Binary logistic regression

Logistic regression is useful for situations in which you want to be able to predict the presence or absence of a characteristic or outcome based on values of a set of predictor variables. It is similar to a linear regression model but is suited to models where the dependent variable is dichotomous. Logistic regression coefficients can be used to estimate odds ratios for each of the independent variables in the model. Logistic regression is applicable to a broader range of research situations than discriminant analysis.

Example
What lifestyle characteristics are risk factors for coronary heart disease (CHD)? Given a sample of patients measured on smoking status, diet, exercise, alcohol use, and CHD status, you could build a model using the four lifestyle variables to predict the presence or absence of CHD in a sample of patients. The model can then be used to derive estimates of the odds ratios for each factor to tell you, for example, how much more likely smokers are to develop CHD than nonsmokers.
Statistics
For each analysis: total cases, selected cases, valid cases. For each categorical variable: parameter coding. For each step: variables entered or removed, iteration history, –2 log-likelihood, goodness of fit, Hosmer-Lemeshow goodness-of-fit statistic, model chi-square, improvement chi-square, classification table, correlations between variables, observed groups and predicted probabilities chart, residual chi-square. For each variable in the equation: coefficient (B), standard error of B, Wald statistic, estimated odds ratio (exp(B)), confidence interval for exp(B), log-likelihood if term removed from model. For each variable not in the equation: score statistic. For each case: observed group, predicted probability, predicted group, residual, standardized residual.
Methods
You can estimate models using block entry of variables or any of the following stepwise methods: forward conditional, forward LR, forward Wald, backward conditional, backward LR, or backward Wald.

Data considerations

Data
The dependent variable should be dichotomous. Independent variables can be interval level or categorical; if categorical, they should be dummy or indicator coded (there is an option in the procedure to recode categorical variables automatically).
Assumptions
Logistic regression does not rely on distributional assumptions in the same sense that discriminant analysis does. However, your solution may be more stable if your predictors have a multivariate normal distribution. Additionally, as with other forms of regression, multicollinearity among the predictors can lead to biased estimates and inflated standard errors. The procedure is most effective when group membership is a truly categorical variable; if group membership is based on values of a continuous variable (for example, "high IQ" versus "low IQ"), you should consider using linear regression to take advantage of the richer information offered by the continuous variable itself.
Related procedures
Use the Scatterplot procedure to screen your data for multicollinearity. If assumptions of multivariate normality and equal variance-covariance matrices are met, you may be able to get a quicker solution using the Discriminant analysis procedure. If all of your predictor variables are categorical, you can also use the Loglinear procedure. If your dependent variable is continuous, use the Linear regression procedure. You can use the ROC curve procedure to plot probabilities saved with the Logistic regression procedure.

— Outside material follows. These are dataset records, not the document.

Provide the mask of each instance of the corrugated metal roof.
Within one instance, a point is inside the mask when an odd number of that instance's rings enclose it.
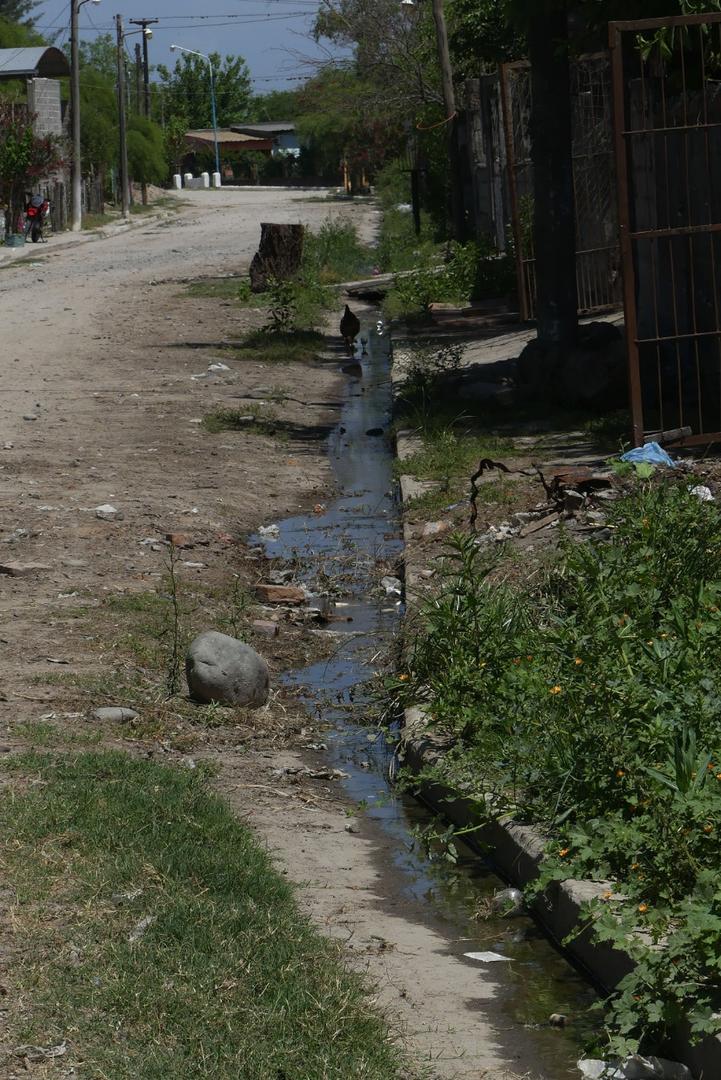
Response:
[[[282,135],[286,131],[295,131],[295,124],[290,120],[263,120],[258,124],[233,124],[233,131],[246,135]]]
[[[0,49],[0,79],[20,79],[33,76],[53,79],[69,75],[70,65],[65,53],[54,46]]]
[[[210,143],[212,143],[214,141],[214,139],[213,139],[213,129],[212,128],[199,128],[196,131],[186,131],[185,137],[186,137],[186,139],[197,139],[199,142],[210,142]],[[237,143],[237,144],[241,144],[241,143],[249,143],[249,142],[256,143],[256,142],[267,142],[267,141],[268,141],[267,139],[253,138],[252,135],[243,135],[239,131],[232,131],[232,130],[230,130],[228,128],[219,128],[218,129],[218,142],[219,143]]]

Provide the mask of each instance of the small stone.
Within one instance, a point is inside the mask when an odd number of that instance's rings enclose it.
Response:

Obtaining a binary logistic regression analysis

This feature requires Custom Tables and Advanced Statistics.

  1. From the menus choose:

    Analyze > Association and prediction > Binary logistic regression

  2. Click Select variable under the Dependent variable section and select a single, dichotomous dependent variable. The variable can be numeric or string. Click OK after selecting the variable.
  3. Click Select variables under the Independent variables section and select one or more continuous and/or categorical variables that may have an influence on the dependent variable. Click OK after selecting the variables.
  4. Optionally, click Select variables under the Factors section and select one or more variables that represent potential causes for variation in the dependent variable. Click OK after selecting the variables.
  5. Optionally, click Case selection variable and select a single variable that limits the analysis to a subset of cases having a particular values for the selected variable. Click the Define selection rule* link next to the variable to define the selection rule. For more information, see Binary logistic regression: Define selection rule. Click OK after selecting the variable.
  6. Optionally, you can select the following options from the Additional settings menu:
    • Click Model to specify the effects to be analyzed
    • Click Contrasts to test for differences among the factor variables.
    • Click Statistics to select which statistics to include in the procedure.
    • Click Plots to enable the display a classification plot of the actual/predicted values of the dichotomous dependent variable.
    • Click Options to specify constant, stepwise probability, classification, iteration, memory, and missing value settings.
    • Click Save to dataset to add values predicted by the model, residuals, and related measures to the dataset as new variables.
    • Click Model export to export parameter estimates and their covariance to a specified XML file. The model file information can be applied to other data files for scoring purposes.
    • Click Bootstrap for deriving robust estimates of standard errors and confidence intervals for estimates such as the mean, median, proportion, odds ratio, correlation coefficient or regression coefficient.
  7. Click Run analysis.

This procedure pastes LOGISTIC REGRESSION command syntax.